We’ve already seen the mega MCU villain Kang defeated twice, but that’s the thing with a multi-variant all-conquering foe from the far future — the big battle is still to come.
The second massive story thread of the MCU, the Multiverse Saga, is weaving a different route to the Infinity Saga that spanned the franchise’s first three phases. We have more warning on the epic Avengers two-parter that will close the saga in 2025. The first of those films already has a name, Avengers: The Kang Dynasty, so there’s plenty of speculation about who will appear on both sides of the war.
Whichever versions of Kang make it to that movie, one theory puts forward a well-known Avenger as the vanquisher of the Conqueror. None other than former Sorcerer Supreme, Doctor Strange.
Perhaps it’s time. At the climax of the Infinity Saga, Strange was one of the heroes to blink out of existence for five years during Thanos’ snap. It felt like he was missing from the Avenger’s attempt to unpick the Titan’s action. On the contrary, the villain’s defeat wouldn’t have been possible without the sorcerer’s portal-powered super assembling every Avenger.
The rumor comes from Cosmic Circus, drawing on unnamed sources and some supporting evidence in recent parts of the MCU.
Other rumors have spun around new arrivals to the MCU to provide the necessary push to defeat Kang, particularly after the significant losses of Avengers: Endgame. Potential names include the Fantastic Four, the superteam heading into the MCU just in time to face Kang, and whose comic book battles with the Conqueror stretch way back to his first appearance in Ancient Egypt. Another possibility was another doctor — Victor von Doom, a supervillain and possible ancestor of Kang, who also tangled with the time traveler on the page.
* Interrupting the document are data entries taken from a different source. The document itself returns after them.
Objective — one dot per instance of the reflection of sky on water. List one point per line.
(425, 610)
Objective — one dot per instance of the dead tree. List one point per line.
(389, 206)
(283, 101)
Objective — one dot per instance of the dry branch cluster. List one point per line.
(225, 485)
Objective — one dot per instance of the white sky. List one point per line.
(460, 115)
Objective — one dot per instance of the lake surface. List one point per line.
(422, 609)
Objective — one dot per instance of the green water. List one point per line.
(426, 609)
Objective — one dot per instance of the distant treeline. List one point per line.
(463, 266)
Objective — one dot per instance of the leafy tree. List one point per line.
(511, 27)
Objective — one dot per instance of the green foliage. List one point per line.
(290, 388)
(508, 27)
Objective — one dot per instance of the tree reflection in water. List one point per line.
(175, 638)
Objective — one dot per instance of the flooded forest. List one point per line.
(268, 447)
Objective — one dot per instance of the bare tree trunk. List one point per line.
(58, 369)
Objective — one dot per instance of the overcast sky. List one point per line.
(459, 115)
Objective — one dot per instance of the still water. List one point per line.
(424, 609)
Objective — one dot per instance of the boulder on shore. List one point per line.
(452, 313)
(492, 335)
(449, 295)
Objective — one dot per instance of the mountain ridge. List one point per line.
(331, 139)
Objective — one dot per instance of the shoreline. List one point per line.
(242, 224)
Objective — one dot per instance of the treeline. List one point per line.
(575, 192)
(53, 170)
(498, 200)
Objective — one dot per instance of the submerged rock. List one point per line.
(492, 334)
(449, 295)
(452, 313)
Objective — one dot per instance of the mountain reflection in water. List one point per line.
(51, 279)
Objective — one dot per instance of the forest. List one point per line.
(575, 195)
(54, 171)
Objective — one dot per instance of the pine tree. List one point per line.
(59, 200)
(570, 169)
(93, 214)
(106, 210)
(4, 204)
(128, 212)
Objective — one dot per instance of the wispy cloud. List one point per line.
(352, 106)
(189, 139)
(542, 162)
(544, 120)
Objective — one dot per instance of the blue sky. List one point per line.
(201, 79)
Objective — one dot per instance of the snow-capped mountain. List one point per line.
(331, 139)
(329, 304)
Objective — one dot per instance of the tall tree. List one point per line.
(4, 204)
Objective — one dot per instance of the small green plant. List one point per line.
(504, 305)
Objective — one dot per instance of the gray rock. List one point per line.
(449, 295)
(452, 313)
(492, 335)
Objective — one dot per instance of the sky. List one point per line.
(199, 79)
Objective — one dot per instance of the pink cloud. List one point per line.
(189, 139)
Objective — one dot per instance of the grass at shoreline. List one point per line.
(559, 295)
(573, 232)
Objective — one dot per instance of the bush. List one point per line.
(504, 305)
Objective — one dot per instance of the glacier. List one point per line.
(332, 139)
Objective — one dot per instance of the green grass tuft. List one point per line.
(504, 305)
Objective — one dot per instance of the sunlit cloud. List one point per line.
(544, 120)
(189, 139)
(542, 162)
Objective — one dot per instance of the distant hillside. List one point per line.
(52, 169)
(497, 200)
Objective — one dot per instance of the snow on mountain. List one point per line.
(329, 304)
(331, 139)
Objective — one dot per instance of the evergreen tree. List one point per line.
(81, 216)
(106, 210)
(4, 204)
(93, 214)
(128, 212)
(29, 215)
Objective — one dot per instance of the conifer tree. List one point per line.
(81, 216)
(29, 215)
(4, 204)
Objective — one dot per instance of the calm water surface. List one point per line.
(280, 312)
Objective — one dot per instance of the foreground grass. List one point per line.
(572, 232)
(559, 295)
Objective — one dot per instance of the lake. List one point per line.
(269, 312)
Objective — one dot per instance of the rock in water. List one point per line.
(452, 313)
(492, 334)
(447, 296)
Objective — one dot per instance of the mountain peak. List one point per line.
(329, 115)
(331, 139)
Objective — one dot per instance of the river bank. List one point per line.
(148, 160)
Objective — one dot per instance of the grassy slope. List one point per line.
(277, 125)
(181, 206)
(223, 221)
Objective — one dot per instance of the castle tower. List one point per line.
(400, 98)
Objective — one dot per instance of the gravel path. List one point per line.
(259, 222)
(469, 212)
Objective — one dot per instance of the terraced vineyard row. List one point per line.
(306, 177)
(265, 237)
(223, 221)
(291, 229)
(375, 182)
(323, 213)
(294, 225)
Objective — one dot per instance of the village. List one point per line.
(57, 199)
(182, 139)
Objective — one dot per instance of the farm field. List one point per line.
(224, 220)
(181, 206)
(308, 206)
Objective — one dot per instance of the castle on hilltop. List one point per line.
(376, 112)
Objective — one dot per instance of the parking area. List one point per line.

But it’s certainly conceivable Strange will have a significant role to play as the MCU has already set him up as the pre-eminent heroic explorer of the multiverse. Complete with his new third eye and new companion, Clea, he’s happily leaping around the Multiverse, having overcome his earlier struggles. Of the Saga’s full dips into the multiverse so far, Strange has been there for three out of four. Arguably, the only established character with that kind of experience is Loki, although he’s not quite in the trust zone yet.
Like Kang, Strange has a history of batting himself, too. If Kang follows his comic book journey, he’s half struggling to avoid and half intending to become Immortus, the future form seen in the mid-credit sequence of Ant-Man and the Wasp: Quantumania (that incarnation of Kang relies on his earlier self to avoid a paradox to become him, although not that every Kang agrees). There’s speculation that Strange faces a similar struggle to overcome his destiny as Sinister Strange. In fact, that’s where the sources flip the final battle on its head. If Strange and Kang are the new Stark and Thanos, perhaps they’re not on the sides you expect.
The outlet’s sources name a return for the darker version of the sorcerer seen in Doctor Strange in the Multiverse of Madness.
“Sinister Strange is preventing a future that has yet to pass.”
The idea is that Doctor Strange is actively operating as an “anti-Immortus,” deliberately taking out variants in other universes to ensure he avoids becoming his sinister form. That opposes Immortus, whose manipulation of Kangs and Kang Prime is about securing his existence.
If Kang solves his externalized and internalized issues before the end of the Saga, the twist at the tail of the Saga would be the Conqueror Kang as the hero or antihero at a push. Effectively, he could be the essential help the Avengers need to save the multiverse from the damage Doctor Strange is causing as he runs from his fate. In his so far only appearance, the Fantastic Four’s Reed Richards and the rest of the Illuminati showed us the damage Strange can cause. Could the Multiverse’s troubles have started not with Kang, but Strange?
There’s the suggestion that elements of this new twist lie in many concepts not used in that universally challenged wizarding sequel, Multiverse of Madness, and we don’t just mean an Iron Man who looks a lot like Tom Cruise.
Strange as the big villain of the Saga is a huge and ethically challenging leap, so a cosmic lump of salt is required. That said, there’s no denying it’s the kind of tasty twist we hope will emerge at the end of a saga that feels far away.